For this reason, the solution proposed in this work involves complementing MediaPipe Hands model with MediaPipe Pose model. The Pose model includes landmarks around the whole body, including the wrists. This model does properly detect the landmarks of the right and left wrist since it has the whole body as a reference (including the detection of the face oriented to the camera). This way, we have implemented a correction algorithm that computes the distance between each wrist landmark obtained from MediaPipe Hands and MediaPipe Pose. Considering the minimum distance, it is possible to determine which hand the landmarks belong to. In case of a mismatch between the original labelling from MediaPipe Hands and the actual position, the mislabeled landmarks must be relabeled based on the correct hand detected by MediaPipe Pose.
Figure 7 displays an example of mislabeled landmarks for the hands and the result after applying the correction algorithm.
By incorporating this solution, we took advantage of the strengths of both models and leveraged the contextual information provided by the pose detection model to rectify the errors in the hand landmark detection model. Therefore, we assured that all the extracted landmarks provide an accurate location, removing the ambiguity of original landmarks.
2.4. Final Statistics
In conclusion, our dataset comprises 6786 videos, with an average of 21 frames per video. To create this dataset, we used a total of 754 glosses.
Table 1 displays the different orientations of the avatars, along with the number of signs represented through the videos and the number of frames per video. An example of the dataset is included in the
Supplementary Materials.
3. Sign Language Motion Generation
Since the original Visual C++ solution is excessively labor-intensive, we have used the dataset described above to automatically generate motion from the sign phonemes in HamNoSys (using SiGML notation) using novel deep learning techniques. This developed system will be able to generate the motion information associated with a combination of sign characteristics not seen in the training process. This aspect is an important advantage compared to the original solution.
To accomplish the generation of motion, we employed a transformer-based architecture inspired by a prior study [
21] that primarily focused on speech synthesis. However, in our case, we have made specific adaptations to suit the requirements of our encoder and decoder modules, which involved translating sign language characteristics into motion, i.e., sequence of landmarks. The encoder inputs were the SiGML representations, which were tokenized using the WordPiece Tokenization Algorithm, used by BERT [
22], that splits the text (SiGML representation of HamNoSys) into smaller units called tokens [
23]. The encoder receives sign phonemes and uses self-attention [
24] and feed-forward neural networks for processing the input information. Through self-attention, the model assesses sign characteristics in the input data, highlighting the most pertinent ones for each output. Regarding the decoder inputs, they were the MediaPipe landmarks (x and y coordinated from the 57 key points around the body and hands). This decoder requires a PositionalEmbedding layer to learn a position embedding for the inputs (previously generated landmarks) and generates an output sequence of landmarks based on the sign phonemes (encoder inputs) and previously generated landmarks.

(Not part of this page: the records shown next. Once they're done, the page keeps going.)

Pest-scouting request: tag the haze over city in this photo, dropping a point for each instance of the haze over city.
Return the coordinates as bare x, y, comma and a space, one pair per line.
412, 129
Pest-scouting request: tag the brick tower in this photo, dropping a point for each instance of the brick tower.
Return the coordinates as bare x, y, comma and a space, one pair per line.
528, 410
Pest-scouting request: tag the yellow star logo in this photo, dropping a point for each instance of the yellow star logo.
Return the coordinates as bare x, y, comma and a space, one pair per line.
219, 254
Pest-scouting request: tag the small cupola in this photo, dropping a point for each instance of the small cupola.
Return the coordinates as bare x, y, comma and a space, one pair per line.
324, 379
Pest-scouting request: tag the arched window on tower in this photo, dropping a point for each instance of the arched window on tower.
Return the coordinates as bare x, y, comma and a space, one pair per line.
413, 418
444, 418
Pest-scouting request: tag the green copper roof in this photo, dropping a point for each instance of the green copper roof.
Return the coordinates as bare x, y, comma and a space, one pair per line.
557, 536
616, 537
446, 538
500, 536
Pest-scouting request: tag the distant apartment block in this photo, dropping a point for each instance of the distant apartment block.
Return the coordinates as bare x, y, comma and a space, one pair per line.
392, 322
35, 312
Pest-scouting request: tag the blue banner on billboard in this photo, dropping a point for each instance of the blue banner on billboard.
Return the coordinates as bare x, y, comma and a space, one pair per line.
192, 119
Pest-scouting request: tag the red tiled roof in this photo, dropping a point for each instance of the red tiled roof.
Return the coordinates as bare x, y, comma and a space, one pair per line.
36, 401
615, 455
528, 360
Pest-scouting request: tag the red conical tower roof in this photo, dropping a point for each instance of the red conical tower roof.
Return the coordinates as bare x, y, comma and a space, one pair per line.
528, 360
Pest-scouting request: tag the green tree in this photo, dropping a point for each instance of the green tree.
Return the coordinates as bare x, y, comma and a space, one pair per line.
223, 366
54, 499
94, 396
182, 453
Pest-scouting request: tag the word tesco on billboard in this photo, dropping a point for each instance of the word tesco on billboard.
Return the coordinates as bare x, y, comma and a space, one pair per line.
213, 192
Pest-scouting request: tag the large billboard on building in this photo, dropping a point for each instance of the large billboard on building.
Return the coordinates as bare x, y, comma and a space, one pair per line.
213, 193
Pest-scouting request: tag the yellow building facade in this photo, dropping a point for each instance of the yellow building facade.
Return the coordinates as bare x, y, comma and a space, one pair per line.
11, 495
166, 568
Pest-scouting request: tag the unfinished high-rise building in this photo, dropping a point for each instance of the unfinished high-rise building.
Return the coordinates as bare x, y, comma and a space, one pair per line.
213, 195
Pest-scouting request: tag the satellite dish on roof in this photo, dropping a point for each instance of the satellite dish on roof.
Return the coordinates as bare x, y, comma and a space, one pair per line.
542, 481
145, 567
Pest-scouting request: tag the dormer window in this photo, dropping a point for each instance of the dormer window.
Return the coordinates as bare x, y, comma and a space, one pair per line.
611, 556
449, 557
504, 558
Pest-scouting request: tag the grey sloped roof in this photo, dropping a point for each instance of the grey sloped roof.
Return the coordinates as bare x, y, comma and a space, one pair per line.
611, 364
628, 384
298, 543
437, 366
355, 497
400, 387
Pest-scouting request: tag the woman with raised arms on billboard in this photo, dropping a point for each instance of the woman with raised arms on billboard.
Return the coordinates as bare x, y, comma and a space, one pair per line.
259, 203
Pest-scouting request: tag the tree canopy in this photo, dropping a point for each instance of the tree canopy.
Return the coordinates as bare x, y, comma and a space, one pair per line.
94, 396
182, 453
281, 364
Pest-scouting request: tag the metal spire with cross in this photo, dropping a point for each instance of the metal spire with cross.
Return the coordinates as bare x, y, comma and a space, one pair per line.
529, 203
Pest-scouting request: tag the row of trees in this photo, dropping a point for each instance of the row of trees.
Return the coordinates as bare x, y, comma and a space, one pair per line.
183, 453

Figure 8 shows a structure of the transformer architecture. Since the signs in the dataset had different duration, we decided to fix a maximum length of frames for all the examples at 80 frames. This way, we performed zero-padding to include zeros in the landmarks representation until reaching this maximum length. The Mean Absolute Error (MAE) loss was used in the last layer, providing a measure of the absolute difference between the predicted and ground truth landmark coordinates.
The whole system was programed in Python 3.8.10 using Tensorflow 2.12.0 and Keras 2.12.0.
Preliminary Experiment
In this work, we have conducted a preliminary motion generation experiment using 2262 videos from the avatars facing forward. We have considered a k-fold cross-validation methodology (k = 5) in which the data was divided into k groups or folds to train, validate, and test the system with different data.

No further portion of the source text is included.